Company:
BespokeLabs (VC-backed, founded by IIT & Ivy League leaders)
Type:
Contract | Remote | 20–40 hrs/week | 8–16 weeks
Compensation:
$25–$40/hr
Experience:
5+ years
About BespokeLabs
BespokeLabs is a venture-backed startup founded by seasoned IIT and Ivy League alumni. We specialize in building cutting-edge, AI-driven systems and next-gen digital products. Our mission is to harness advanced machine learning to solve real-world problems with speed, precision, and scale.
We’re looking for a
Machine Learning Engineer
with deep expertise in designing, training, and optimizing models to help accelerate our product roadmap. This is a high-impact contract role for someone who loves experimentation, cutting-edge research, and production-grade ML.
Role Overview
You will be responsible for building ML models end-to-end—from problem framing, exploratory analysis, and feature engineering to experimentation, training, evaluation, and deployment support. You’ll work closely with our product and engineering teams to translate high-level goals into robust ML solutions that can be integrated into real-world applications.
Key Responsibilities
Design, build, and optimize machine learning models for classification, prediction, NLP, recommendation, or generative tasks.
Run rapid experimentation cycles, evaluate model performance, and iterate continuously.
Conduct advanced feature engineering and data preprocessing.
Implement adversarial testing, model robustness checks, and bias evaluations.
Fine-tune, evaluate, and deploy transformer-based models where necessary.
Collaborate with engineering teams to prepare models for production use.
Maintain clear documentation of datasets, experiments, and model decisions.
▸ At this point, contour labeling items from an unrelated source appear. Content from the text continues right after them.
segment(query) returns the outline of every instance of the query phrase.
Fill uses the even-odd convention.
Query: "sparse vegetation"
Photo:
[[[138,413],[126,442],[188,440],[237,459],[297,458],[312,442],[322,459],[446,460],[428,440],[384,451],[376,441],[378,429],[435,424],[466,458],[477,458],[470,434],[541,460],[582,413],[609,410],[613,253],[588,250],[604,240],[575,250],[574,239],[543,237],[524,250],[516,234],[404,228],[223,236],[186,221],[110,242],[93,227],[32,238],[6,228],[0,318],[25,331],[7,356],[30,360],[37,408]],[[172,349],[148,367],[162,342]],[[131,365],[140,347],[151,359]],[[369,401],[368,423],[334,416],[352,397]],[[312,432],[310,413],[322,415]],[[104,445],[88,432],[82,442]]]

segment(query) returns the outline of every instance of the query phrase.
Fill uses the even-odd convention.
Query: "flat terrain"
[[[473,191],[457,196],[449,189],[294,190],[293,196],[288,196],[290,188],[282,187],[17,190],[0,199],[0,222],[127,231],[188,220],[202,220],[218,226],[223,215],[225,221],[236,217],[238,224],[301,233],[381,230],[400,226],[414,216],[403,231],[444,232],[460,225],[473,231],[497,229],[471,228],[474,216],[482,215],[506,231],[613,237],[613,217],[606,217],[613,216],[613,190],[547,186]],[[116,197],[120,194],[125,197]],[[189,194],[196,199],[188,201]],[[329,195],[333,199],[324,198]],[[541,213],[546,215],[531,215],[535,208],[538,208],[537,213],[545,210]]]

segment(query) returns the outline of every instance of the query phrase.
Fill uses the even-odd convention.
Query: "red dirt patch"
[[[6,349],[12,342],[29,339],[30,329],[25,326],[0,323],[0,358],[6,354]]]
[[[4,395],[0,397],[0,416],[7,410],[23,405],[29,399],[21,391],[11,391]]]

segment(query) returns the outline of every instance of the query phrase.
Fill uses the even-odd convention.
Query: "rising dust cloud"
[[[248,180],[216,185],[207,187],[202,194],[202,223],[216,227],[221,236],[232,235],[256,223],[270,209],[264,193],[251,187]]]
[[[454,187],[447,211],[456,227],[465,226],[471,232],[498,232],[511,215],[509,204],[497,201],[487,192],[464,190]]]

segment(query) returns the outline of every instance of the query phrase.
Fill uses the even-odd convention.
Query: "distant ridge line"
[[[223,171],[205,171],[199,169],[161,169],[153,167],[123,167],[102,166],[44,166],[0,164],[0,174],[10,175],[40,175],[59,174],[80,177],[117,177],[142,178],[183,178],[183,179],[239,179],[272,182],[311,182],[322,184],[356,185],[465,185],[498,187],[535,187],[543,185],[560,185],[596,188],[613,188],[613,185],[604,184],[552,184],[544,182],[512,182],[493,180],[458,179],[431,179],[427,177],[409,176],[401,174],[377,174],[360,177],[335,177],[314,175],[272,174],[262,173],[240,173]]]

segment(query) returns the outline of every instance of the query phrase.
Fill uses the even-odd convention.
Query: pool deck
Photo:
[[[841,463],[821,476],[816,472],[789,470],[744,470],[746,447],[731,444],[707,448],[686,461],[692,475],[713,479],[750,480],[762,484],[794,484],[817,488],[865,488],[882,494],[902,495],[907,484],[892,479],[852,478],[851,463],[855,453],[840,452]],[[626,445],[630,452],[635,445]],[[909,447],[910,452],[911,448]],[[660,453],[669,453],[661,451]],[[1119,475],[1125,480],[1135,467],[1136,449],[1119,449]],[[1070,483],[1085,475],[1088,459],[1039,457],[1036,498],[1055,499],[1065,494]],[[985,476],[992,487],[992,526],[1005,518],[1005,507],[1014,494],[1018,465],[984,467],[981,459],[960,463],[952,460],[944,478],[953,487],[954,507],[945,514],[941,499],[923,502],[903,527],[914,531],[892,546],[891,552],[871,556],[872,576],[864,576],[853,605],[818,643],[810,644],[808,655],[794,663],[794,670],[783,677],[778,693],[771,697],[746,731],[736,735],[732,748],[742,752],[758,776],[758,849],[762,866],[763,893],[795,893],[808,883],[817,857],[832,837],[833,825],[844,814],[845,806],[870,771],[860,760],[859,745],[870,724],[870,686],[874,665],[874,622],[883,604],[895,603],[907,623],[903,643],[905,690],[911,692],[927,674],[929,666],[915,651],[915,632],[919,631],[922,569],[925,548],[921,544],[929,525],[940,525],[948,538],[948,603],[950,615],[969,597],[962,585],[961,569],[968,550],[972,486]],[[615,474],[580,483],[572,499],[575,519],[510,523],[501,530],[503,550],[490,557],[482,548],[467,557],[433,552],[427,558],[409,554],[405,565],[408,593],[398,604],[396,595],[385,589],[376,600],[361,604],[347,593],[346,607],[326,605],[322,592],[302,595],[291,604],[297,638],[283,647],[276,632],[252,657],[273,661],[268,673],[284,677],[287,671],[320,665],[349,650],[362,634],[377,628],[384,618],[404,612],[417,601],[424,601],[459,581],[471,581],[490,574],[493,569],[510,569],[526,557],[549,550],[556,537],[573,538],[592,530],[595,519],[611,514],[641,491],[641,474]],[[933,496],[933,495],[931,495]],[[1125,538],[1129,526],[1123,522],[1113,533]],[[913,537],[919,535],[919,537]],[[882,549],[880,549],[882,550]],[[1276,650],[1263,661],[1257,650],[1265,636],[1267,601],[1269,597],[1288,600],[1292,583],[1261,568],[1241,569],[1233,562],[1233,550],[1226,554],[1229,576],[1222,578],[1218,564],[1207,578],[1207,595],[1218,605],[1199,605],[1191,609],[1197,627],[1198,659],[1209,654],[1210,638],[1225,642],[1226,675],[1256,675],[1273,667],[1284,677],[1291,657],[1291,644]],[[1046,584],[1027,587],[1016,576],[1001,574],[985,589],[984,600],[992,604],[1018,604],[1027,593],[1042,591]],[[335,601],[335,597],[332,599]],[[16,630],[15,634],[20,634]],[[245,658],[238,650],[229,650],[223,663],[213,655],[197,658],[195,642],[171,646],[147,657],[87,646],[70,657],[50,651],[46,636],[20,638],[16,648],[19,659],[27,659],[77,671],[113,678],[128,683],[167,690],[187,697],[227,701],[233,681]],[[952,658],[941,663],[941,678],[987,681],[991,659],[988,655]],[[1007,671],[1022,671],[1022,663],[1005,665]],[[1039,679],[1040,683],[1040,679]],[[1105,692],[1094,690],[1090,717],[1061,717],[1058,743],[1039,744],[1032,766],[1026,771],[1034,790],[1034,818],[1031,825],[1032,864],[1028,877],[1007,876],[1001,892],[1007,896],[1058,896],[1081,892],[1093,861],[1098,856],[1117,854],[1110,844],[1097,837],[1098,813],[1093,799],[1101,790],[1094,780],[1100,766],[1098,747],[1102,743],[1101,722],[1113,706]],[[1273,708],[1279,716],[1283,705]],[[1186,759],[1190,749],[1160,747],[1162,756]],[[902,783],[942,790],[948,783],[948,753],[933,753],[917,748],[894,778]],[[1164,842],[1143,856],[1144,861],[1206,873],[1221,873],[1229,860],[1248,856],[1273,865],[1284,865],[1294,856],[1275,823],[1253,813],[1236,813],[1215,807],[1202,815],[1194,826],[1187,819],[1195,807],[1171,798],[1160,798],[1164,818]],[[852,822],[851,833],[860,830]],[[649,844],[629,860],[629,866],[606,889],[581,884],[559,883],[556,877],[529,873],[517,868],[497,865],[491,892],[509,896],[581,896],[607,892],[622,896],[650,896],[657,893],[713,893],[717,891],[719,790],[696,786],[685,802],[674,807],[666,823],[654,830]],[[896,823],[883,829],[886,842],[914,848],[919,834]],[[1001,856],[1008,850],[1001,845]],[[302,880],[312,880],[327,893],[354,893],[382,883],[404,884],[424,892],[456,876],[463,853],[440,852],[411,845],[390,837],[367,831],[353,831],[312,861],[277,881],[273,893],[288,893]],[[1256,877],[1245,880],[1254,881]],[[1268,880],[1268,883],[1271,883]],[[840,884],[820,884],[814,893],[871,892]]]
Stay updated on the latest ML research, tools, and techniques to push our modeling capabilities forward.
Required Qualifications
5+ years of hands-on experience
in machine learning model development.
Proven expertise in building and deploying ML models in a
production ML product company
.
Strong proficiency in
Python
,
PyTorch/TensorFlow
, and common ML/NLP frameworks.
Solid understanding of ML fundamentals—statistics, optimization, model evaluation, architectures.
Experience with distributed training, ML pipelines, and experiment tracking.
Strong problem-solving and algorithmic thinking.
Experience with cloud environments (AWS/GCP/Azure).
Preferred Qualifications
Published research papers (conference or journal).
Strong track record in
Kaggle competitions
(medals or high-ranked submissions).
Experience with LLM fine-tuning, vector databases, or generative AI workflows.
Familiarity with MLOps tools (Weights & Biases, MLflow, Airflow, Docker, etc.).
Experience optimizing inference performance and running models at scale.
What We Offer
Opportunity to work with a world-class founding team and cutting-edge ML projects.
Flexible remote contract (20–40 hours/week).
A fast-paced environment with room for innovation.
Competitive hourly compensation with potential for future collaboration or full-time roles.